Der aus Würzburg stammende Maler und Grafiker Gunter Ullrich und seine seit langem hier lebende und arbeitende Kollegin Renate Jung sind seit Jahrzehnten feste Größen in der unterfränkischen Kunstszene. Sie waren auch schon mit von der Partie, als der gebürtige Schweinfurter Gerd Michel, der in Würzburg Grafikdesign studierte, am 16. September 1978 in der Semmelstraße seine ersten Galerieräume unter dem Namen Werkstatt-Galerie eröffnete. Neben eigenen Werken zeigte Michel damals Arbeiten von Jung und Ullrich.
Von der Galerie zum Kunsthaus
Jetzt feiert er das 35-jährige Bestehen seiner Galerie, die heute den Namen Kunsthaus Michel trägt und von der Straßenfront in den rückwärtigen Grundstücksteil gewandert ist. Dazwischen liegen bewegte Jahrzehnte, denn im Kunsthandel hat sich vieles getan. Gerd Michel kann ein Lied davon singen oder besser ein Bild davon malen, aber er tut dies ohne zu jammern.
Vielmehr blickt er zurück auf die Anfangszeiten, als in der Galerie ebenso bekannte wie umstrittene Künstler das Würzburger Kulturleben aufmischten. Gerhard Zwerenz, ein Schüler von Ernst Bloch, der in den 1970er/80er-Jahren mit seinen Büchern für Furore sorgte, war da ebenso wie Wolfgang Weyrauch, der vor allem durch seine Hörspiele bekannt war. Auch Erich Loest, SED-Mitglied in der DDR und später wegen konterrevolutionärer Gruppenbildung im Zuchthaus Bautzen inhaftiert, las in der Galerie Michel. Neben Kunstausstellungen veranstaltete Michel gerne Konzerte und Lesungen, denn die Sparten sind für ihn eng miteinander verbunden. Schon seit längerem ist er mit seinen wöchentlichen Afternetwork-Veranstaltungen wieder zu diesem Konzept zurückgekehrt.
Aber auch an eine Kunstausstellung, die in den Anfangstagen riesigen Wirbel verursachte, denkt Michel gerne zurück. 1982 zeigte er in seinen Räumen erotische Grafiken von Klaus Böttger. Heute würde sich niemand mehr darum scheren, doch damals waren es vor allem ältere Besucherinnen, die den jungen Galeristen aufforderten: „Hängen Sie diesen Schweinkram wieder ab!“ Die Bilder blieben natürlich hängen und Michel hat den Grafiker Böttger heute noch in seinem Sortiment.

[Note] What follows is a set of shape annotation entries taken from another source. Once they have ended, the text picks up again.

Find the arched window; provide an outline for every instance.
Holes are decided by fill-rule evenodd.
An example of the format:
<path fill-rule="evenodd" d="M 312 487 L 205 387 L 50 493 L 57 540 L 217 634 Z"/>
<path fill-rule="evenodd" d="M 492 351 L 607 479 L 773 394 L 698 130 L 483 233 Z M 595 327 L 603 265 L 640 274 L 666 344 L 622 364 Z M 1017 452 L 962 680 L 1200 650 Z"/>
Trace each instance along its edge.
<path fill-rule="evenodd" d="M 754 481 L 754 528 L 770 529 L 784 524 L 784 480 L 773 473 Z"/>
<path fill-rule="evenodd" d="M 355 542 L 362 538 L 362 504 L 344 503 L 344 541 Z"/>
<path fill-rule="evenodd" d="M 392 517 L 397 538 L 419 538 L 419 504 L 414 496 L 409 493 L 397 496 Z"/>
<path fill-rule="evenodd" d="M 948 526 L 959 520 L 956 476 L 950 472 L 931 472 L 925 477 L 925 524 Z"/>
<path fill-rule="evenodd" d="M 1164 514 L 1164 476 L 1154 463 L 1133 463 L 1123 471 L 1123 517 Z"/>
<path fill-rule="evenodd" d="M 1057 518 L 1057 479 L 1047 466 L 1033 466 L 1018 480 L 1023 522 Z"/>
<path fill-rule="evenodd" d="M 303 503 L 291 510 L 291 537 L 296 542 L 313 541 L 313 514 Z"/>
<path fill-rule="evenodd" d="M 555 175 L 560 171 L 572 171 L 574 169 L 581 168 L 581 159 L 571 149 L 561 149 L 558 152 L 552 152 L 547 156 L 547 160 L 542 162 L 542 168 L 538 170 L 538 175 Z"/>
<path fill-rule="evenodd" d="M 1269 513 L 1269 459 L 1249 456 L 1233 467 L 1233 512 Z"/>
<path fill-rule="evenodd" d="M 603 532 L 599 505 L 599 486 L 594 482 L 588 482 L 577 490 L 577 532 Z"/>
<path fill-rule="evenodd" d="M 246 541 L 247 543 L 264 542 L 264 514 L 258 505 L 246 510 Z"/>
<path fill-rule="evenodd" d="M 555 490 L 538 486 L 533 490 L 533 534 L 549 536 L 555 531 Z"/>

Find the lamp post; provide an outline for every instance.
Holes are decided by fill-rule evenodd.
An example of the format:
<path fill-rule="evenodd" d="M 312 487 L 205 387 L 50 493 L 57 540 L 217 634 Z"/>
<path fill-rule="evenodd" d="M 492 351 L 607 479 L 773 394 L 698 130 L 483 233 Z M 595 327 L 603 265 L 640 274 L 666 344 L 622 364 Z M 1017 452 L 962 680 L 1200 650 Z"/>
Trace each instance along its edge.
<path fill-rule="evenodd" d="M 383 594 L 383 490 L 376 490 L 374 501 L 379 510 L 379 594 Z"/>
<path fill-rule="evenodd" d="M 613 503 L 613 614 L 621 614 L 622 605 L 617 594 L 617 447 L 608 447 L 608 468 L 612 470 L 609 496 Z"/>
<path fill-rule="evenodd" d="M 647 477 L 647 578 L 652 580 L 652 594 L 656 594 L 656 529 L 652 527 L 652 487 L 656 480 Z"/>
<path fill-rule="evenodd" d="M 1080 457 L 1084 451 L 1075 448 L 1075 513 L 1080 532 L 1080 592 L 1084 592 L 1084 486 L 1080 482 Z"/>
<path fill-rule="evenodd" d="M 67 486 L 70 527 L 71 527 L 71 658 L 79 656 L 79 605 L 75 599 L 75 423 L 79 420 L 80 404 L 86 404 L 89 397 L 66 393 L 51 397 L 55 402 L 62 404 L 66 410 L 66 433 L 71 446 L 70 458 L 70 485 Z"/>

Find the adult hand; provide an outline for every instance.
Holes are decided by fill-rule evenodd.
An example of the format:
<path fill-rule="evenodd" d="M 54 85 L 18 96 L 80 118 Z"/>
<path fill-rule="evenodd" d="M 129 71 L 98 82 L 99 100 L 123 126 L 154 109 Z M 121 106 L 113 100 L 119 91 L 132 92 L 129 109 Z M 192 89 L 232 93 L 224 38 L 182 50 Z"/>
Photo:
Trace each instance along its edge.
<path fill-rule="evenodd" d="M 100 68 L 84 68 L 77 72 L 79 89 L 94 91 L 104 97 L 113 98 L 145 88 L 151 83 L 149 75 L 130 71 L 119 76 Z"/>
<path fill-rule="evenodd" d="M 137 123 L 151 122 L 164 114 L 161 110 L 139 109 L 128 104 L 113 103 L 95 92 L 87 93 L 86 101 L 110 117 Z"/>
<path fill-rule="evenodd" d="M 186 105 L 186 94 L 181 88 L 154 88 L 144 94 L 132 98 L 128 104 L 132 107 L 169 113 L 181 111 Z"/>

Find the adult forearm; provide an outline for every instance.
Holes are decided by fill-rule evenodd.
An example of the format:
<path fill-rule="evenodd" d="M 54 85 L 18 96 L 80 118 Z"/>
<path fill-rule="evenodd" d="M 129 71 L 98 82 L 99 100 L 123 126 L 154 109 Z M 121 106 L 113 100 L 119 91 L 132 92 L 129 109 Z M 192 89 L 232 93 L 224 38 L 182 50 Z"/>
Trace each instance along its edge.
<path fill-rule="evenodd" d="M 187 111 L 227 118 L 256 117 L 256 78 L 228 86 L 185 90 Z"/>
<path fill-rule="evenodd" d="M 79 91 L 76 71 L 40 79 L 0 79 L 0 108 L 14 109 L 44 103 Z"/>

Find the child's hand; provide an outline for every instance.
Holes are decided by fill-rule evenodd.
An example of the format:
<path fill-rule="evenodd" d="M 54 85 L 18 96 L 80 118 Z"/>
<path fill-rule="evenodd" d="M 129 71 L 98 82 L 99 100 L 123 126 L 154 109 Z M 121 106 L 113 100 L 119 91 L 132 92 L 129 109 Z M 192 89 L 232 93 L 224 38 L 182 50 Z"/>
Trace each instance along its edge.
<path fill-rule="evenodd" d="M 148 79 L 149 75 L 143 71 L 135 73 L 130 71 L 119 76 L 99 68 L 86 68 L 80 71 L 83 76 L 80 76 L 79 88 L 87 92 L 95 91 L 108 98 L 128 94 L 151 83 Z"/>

Neben seiner Galeristentätigkeit ist Gerd Michel immer auch künstlerisch tätig gewesen. In den Anfangszeiten waren es seine detailliert ausgearbeiteten „Schneckenbilder“ – Radierungen mit Würzburg-Motiven –, heute sind es großformatige Acrylbilder, für die er moderne Computertechnik einsetzt.
Kunstmarkt erholt
Während in den ersten Jahren der Galerie limitierte Lithografien und Radierungen eine wichtige Rolle spielten, brach dieser Markt wenige Jahre später völlig zusammen. Berühmte Künstler überschwemmten den Markt mit riesigen Auflagen und sogar Fälschungen, um das schnelle Geld zu machen. In gleichem Maße sank aber auch ihr Wert. Heute hat sich der Kunstmarkt nach Ansicht Michels wieder erholt. Es gehe nicht mehr so sehr darum, Kunstwerke ausschließlich als Wertanlage zu erwerben. Sondern viele Kunden wollten sich heute wieder dauerhaft mit etwas Schönem umgeben, sagt der Galerist.
Das Galeriejubiläum feiert Gerd Michel am kommenden Freitag, 13. September, in seinen Räumen in der Semmelstraße 42 beim 109. Afternetwork. Um 15 Uhr wird dort eine Ausstellung mit Zeichnungen und Aquarellen von Petra Rau eröffnet. Um 19 Uhr liest die Würzburger Autorin Ulrike Sosnitza aus ihrem neuen Roman „Ein Klick zu viel“ (siehe Artikel auf dieser Seite). Und für 20.30 Uhr ist eine musikalische Überraschung von und mit Peter Auffermann angekündigt.